Large studies are now underway in the US and overseas to determine if the drug has any effect on preventing or blunting COVID-19.
The latest plea follows similar warnings from federal and state regulators who are tracking side effects and hospital admissions tied to the drug.
Louisiana and Washington issued alerts after an uptick in calls to poison control centres. Some animal feed supply stores have run out of the drug because of people buying the veterinary form to try and treat COVID-19.
“There’s just not any good evidence right now suggesting this is a good treatment for treating or preventing COVID-19,” said Randy McDonough, a pharmacist in Iowa City, Iowa.
Ivermectin is approved by the Food and Drug Administration to treat infections of roundworms and other tiny parasites in humans and animals like cows, horses and dogs.
Tablets are used for internal parasites while ointments are used to treat head lice and other skin infections. The generic drug works by paralysing the worms and killing their offspring.
The FDA has tried to debunk online claims that animal-strength versions of the drug can help fight COVID-19.
“Taking large doses of this drug is dangerous and can cause serious harm,” the FDA warned in a public advisory. The drug can cause nausea, vomiting, diarrhea, seizures, delirium and even death, said the agency.
Dr David Boulware of the University of Minnesota says the drug’s side effects are mild at two or even three times the usual human dose. But formulations for farm animals might contain 1,000 times what’s safe for humans.

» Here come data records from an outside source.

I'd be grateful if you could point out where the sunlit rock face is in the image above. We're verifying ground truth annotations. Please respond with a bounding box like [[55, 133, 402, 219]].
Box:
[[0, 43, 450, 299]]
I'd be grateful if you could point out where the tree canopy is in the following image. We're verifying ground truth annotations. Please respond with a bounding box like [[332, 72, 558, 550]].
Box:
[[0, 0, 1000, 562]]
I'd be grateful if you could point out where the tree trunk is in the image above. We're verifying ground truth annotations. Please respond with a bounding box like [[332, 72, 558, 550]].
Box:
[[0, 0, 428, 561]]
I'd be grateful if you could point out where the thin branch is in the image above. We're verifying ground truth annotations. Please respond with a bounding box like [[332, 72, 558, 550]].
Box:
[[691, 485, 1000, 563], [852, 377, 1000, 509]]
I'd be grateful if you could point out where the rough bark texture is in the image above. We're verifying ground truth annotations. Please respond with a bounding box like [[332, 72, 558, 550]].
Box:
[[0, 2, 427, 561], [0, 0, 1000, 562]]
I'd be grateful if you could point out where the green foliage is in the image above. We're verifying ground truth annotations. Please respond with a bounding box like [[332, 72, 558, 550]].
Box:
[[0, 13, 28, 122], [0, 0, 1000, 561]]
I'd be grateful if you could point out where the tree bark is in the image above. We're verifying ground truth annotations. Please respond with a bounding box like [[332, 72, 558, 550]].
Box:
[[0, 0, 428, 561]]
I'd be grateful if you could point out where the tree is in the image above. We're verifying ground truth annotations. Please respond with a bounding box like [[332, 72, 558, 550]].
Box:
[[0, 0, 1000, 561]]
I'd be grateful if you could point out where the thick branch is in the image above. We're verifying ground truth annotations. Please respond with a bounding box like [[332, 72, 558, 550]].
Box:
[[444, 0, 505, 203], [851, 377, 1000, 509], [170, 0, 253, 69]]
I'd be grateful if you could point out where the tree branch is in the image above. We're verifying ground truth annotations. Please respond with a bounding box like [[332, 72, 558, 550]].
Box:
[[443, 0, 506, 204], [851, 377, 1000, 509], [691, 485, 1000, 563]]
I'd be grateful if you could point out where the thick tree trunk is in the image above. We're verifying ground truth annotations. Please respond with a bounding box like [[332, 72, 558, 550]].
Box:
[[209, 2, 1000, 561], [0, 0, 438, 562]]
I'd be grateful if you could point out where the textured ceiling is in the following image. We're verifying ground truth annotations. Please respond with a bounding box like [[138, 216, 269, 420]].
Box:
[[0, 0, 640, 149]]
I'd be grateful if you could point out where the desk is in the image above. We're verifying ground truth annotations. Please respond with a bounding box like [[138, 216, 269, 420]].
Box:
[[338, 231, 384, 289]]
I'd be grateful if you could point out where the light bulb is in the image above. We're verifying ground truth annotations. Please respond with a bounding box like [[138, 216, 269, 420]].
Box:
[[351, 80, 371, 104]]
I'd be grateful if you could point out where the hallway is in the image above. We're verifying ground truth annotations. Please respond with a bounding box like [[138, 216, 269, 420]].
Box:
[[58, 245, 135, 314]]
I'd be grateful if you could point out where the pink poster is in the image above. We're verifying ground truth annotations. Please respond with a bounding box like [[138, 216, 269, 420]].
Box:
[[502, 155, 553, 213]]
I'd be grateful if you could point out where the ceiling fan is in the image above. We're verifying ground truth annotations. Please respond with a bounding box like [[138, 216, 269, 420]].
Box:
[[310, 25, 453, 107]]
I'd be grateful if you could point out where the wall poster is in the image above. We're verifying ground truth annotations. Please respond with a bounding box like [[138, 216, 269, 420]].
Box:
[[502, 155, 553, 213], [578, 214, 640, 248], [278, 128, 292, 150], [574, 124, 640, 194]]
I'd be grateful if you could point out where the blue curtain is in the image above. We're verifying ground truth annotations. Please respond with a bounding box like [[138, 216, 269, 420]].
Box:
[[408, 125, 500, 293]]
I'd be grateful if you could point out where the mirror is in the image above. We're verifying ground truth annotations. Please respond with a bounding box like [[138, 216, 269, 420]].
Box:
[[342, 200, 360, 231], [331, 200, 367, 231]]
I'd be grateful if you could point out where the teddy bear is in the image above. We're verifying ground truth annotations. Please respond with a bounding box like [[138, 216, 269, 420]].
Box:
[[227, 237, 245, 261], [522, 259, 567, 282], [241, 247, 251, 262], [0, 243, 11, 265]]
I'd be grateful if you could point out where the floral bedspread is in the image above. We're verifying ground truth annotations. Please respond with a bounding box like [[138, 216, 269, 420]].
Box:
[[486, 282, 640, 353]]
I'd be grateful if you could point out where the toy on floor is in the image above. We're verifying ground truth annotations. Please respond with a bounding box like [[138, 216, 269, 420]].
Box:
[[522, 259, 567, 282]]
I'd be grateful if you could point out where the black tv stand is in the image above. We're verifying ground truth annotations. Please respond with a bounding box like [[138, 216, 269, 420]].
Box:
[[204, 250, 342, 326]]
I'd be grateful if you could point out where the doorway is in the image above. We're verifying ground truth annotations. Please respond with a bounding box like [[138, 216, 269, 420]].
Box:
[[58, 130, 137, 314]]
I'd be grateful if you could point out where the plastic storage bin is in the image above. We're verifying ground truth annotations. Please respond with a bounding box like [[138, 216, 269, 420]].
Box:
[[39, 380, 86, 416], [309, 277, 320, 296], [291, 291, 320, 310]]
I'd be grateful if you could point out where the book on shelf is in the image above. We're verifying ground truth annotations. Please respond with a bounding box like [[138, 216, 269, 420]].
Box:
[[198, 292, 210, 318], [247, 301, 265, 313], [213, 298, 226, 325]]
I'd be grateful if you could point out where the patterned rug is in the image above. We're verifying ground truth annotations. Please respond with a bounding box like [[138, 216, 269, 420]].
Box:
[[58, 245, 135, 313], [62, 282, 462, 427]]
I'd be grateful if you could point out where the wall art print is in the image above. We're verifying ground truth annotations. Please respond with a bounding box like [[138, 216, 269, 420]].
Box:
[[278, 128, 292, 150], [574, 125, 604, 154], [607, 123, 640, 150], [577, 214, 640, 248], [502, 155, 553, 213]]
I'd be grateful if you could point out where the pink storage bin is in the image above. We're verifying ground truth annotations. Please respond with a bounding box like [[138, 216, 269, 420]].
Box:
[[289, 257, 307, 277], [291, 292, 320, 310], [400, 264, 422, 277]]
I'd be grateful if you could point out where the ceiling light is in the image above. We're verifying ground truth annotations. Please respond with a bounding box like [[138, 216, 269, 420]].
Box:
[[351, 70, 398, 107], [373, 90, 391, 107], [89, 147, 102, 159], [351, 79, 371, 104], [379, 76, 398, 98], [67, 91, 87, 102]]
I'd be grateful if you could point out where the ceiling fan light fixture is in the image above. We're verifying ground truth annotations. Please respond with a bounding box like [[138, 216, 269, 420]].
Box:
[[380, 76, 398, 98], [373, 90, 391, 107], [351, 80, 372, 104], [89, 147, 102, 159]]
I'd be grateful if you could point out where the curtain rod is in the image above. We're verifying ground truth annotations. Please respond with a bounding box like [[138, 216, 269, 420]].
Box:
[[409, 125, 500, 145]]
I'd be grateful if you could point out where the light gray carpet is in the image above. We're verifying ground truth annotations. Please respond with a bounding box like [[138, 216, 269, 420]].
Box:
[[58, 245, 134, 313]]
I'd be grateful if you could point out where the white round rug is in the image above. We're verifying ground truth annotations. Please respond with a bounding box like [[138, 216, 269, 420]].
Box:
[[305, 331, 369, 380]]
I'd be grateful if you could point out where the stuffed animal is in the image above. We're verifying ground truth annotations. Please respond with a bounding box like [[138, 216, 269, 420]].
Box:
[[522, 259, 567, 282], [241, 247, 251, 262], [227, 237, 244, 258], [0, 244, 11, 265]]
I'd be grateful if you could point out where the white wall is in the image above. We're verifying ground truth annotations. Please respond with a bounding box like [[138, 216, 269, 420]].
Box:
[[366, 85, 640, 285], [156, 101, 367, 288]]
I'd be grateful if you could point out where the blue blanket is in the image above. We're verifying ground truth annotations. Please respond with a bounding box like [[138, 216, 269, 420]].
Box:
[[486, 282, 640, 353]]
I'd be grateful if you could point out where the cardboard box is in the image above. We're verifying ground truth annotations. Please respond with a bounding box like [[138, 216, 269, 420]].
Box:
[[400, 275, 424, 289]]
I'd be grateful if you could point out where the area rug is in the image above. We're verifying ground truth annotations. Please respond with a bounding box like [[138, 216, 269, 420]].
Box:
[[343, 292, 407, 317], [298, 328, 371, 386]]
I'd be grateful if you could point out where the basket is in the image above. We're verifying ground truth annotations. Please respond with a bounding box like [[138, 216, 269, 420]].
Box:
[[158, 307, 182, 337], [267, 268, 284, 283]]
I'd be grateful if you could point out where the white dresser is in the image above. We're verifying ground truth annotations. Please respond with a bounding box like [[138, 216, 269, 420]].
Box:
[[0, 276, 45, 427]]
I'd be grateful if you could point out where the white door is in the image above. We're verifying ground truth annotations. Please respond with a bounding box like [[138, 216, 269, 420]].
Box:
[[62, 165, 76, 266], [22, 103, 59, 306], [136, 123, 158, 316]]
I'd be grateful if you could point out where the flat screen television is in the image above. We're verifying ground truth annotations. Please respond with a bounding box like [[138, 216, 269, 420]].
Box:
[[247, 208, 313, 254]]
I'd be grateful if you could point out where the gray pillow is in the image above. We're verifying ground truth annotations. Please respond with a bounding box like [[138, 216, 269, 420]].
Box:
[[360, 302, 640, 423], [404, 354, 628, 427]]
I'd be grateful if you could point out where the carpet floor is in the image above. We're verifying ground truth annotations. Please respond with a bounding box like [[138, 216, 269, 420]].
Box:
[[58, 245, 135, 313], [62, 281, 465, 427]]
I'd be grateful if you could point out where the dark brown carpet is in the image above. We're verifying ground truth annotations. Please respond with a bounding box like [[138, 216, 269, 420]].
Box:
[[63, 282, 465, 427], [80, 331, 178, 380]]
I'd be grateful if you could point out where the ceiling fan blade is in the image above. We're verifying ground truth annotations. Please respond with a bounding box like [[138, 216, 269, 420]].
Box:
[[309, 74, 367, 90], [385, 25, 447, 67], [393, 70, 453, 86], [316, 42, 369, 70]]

“It’s pretty easy to get into toxic levels,” said Boulware, an infectious disease specialist. “All these concentrated doses that are meant for a 2,000 pound horse can certainly get people sick or hospitalized for toxicity.”
Boulware says he prescribes the drug to patients a few times a year in the US and more routinely when working in countries where intestinal parasites are common. But he and other experts have been alarmed by the explosive growth in US ivermectin prescribing.

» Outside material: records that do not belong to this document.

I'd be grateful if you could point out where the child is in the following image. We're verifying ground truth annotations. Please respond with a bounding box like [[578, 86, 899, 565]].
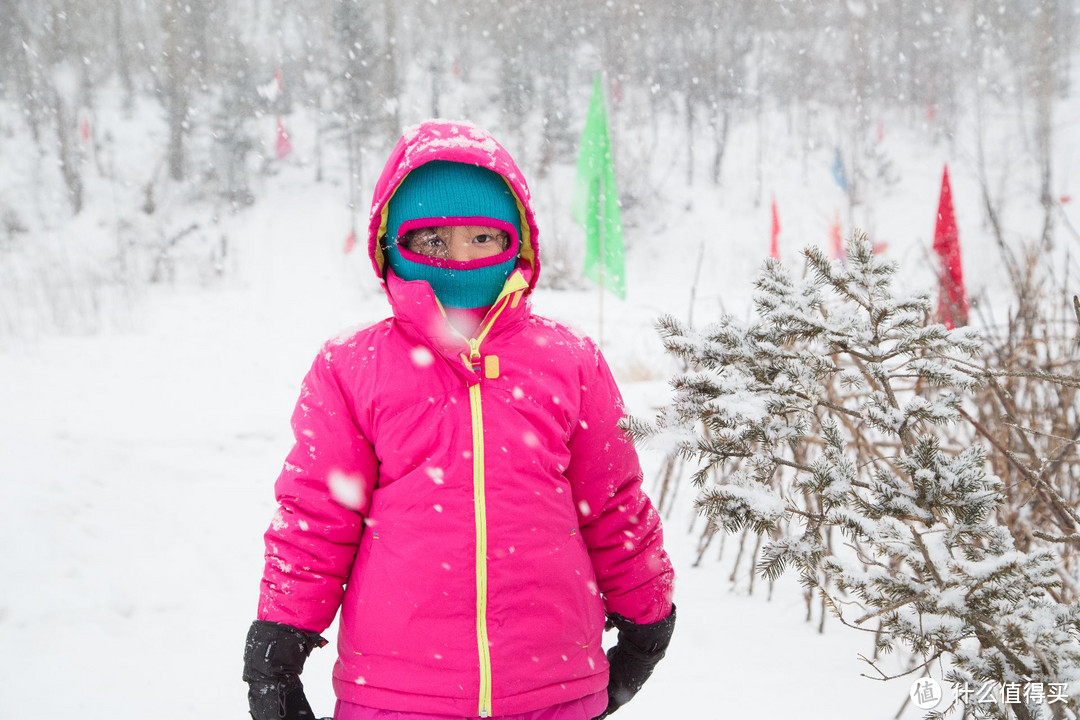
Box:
[[244, 121, 675, 720]]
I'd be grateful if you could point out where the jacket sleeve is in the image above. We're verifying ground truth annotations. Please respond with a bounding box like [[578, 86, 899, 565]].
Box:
[[566, 342, 674, 624], [258, 345, 378, 633]]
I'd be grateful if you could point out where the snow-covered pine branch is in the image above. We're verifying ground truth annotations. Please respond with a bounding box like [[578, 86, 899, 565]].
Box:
[[629, 232, 1080, 718]]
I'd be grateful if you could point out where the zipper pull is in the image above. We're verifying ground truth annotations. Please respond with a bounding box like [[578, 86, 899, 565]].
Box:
[[469, 338, 481, 375]]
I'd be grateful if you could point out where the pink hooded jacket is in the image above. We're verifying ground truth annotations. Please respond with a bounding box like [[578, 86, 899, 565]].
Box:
[[258, 122, 672, 717]]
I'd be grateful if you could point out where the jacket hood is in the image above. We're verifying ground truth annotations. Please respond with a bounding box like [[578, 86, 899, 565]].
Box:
[[367, 120, 540, 293]]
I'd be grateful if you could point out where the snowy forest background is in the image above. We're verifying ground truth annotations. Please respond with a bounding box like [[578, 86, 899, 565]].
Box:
[[0, 0, 1080, 720]]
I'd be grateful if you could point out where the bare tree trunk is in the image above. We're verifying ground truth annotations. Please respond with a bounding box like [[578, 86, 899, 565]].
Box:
[[112, 0, 135, 110], [162, 0, 188, 180], [382, 0, 401, 142], [1032, 2, 1057, 249]]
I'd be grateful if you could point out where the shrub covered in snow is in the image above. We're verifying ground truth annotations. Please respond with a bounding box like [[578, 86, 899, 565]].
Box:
[[627, 233, 1080, 718]]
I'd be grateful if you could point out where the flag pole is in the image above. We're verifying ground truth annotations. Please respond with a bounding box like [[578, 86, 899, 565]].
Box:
[[596, 185, 607, 352]]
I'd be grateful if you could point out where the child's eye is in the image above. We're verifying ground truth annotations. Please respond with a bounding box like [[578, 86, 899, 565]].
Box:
[[473, 232, 510, 249], [402, 230, 444, 255]]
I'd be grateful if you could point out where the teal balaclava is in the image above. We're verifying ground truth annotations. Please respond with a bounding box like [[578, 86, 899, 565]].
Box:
[[387, 160, 522, 308]]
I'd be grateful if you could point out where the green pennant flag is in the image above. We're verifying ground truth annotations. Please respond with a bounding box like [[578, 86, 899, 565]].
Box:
[[571, 74, 626, 300]]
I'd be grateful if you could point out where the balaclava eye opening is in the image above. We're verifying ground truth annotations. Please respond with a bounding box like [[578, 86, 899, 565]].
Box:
[[386, 160, 522, 308]]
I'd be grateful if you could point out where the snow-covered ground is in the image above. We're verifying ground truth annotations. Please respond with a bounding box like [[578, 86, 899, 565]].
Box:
[[0, 85, 1080, 720]]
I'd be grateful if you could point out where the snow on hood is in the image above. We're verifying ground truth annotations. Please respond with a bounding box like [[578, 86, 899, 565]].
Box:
[[367, 120, 540, 291]]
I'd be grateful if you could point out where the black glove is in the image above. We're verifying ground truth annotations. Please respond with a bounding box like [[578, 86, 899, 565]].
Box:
[[244, 620, 326, 720], [595, 606, 675, 720]]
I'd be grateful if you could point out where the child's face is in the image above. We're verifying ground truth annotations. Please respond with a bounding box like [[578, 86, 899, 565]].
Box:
[[397, 226, 510, 262]]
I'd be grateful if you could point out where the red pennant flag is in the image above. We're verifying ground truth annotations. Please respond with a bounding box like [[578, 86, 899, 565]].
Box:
[[934, 165, 968, 329], [769, 195, 780, 260], [278, 116, 293, 160], [828, 210, 843, 260]]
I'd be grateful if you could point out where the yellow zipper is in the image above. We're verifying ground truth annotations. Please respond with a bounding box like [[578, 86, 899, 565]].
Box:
[[462, 272, 528, 718], [469, 367, 491, 718]]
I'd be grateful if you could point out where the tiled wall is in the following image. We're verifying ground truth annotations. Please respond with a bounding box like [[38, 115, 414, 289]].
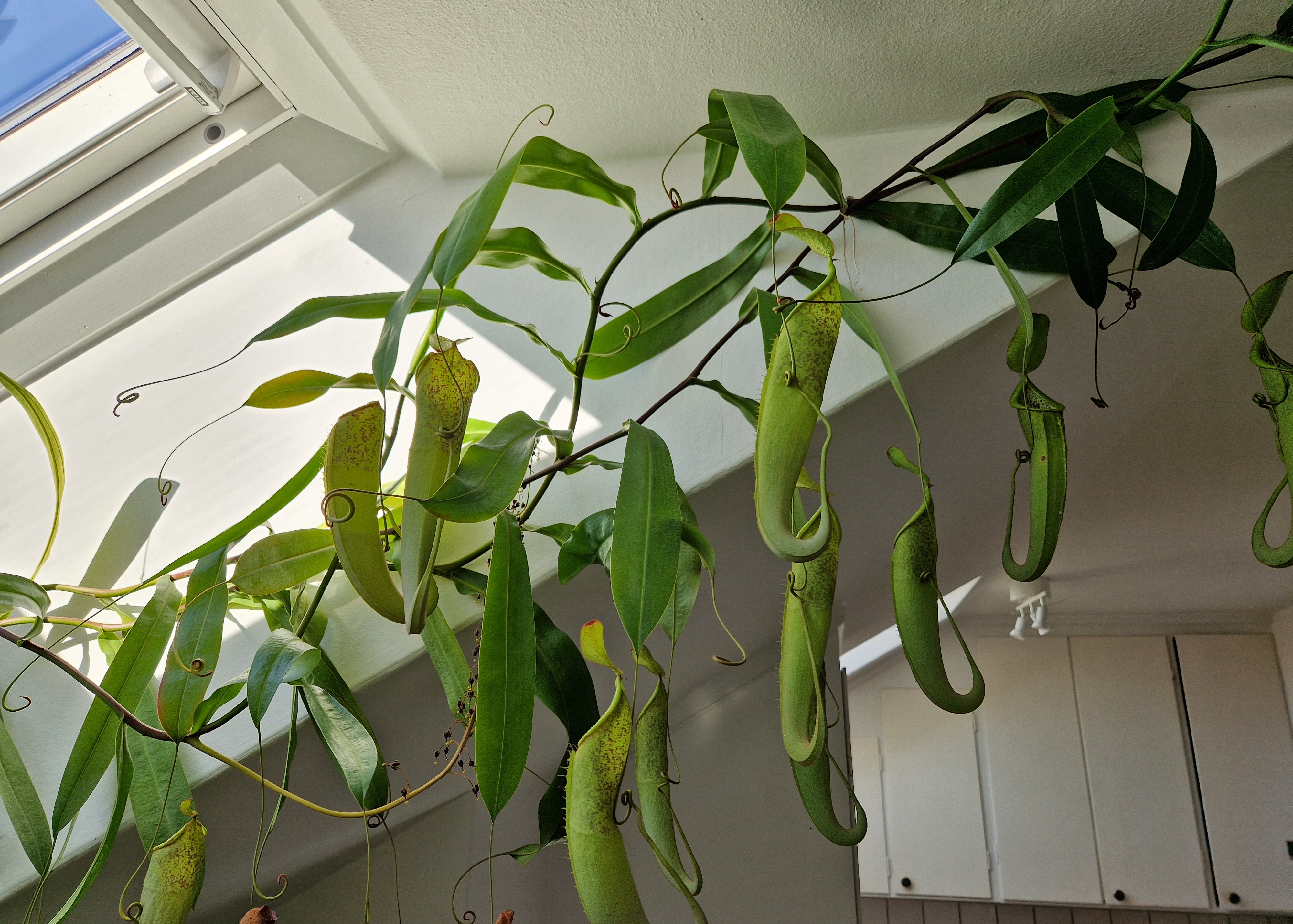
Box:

By mid-August, US pharmacies were filling 88,000 weekly prescriptions for the medication, a 24-fold increase from pre-COVID levels, according to the Centers for Disease Control and Prevention.
Meanwhile, US poison control centres have seen a five-fold increase in emergency calls related to the drug, with some incidents requiring hospitalisation.
The CDC cited one case of a man who drank an injectable form of ivermectin intended for cattle. He suffered hallucinations, confusion, tremors and other side effects before being hospitalised for nine days.
The World Health Organization, the National Institutes of Health and other medical experts have also recommended against using it outside of carefully controlled patient studies. An NIH panel found “insufficient evidence” for or against the drug for COVID-19, calling for more large, well-designed trials.
The experts noted that early laboratory research showed ivermectin slowed the replication of coronavirus when grown in monkey cells. But such studies are not useful for gauging real-world effectiveness in humans. And they noted other research suggesting the drug would need to be given at levels 100 times the standard dose to have antiviral effects in humans.
The NIH is studying the drug in a large trial comparing a half-dozen established drugs to see if they have some effect against COVID-19.
Experts say those interested in ivermectin should ask about enrolling in such studies.
“By participating in a clinical trial you’re not going to harm yourself and you’re going to help society generate the knowledge we need to know if this works or doesn’t work,” said Boulware.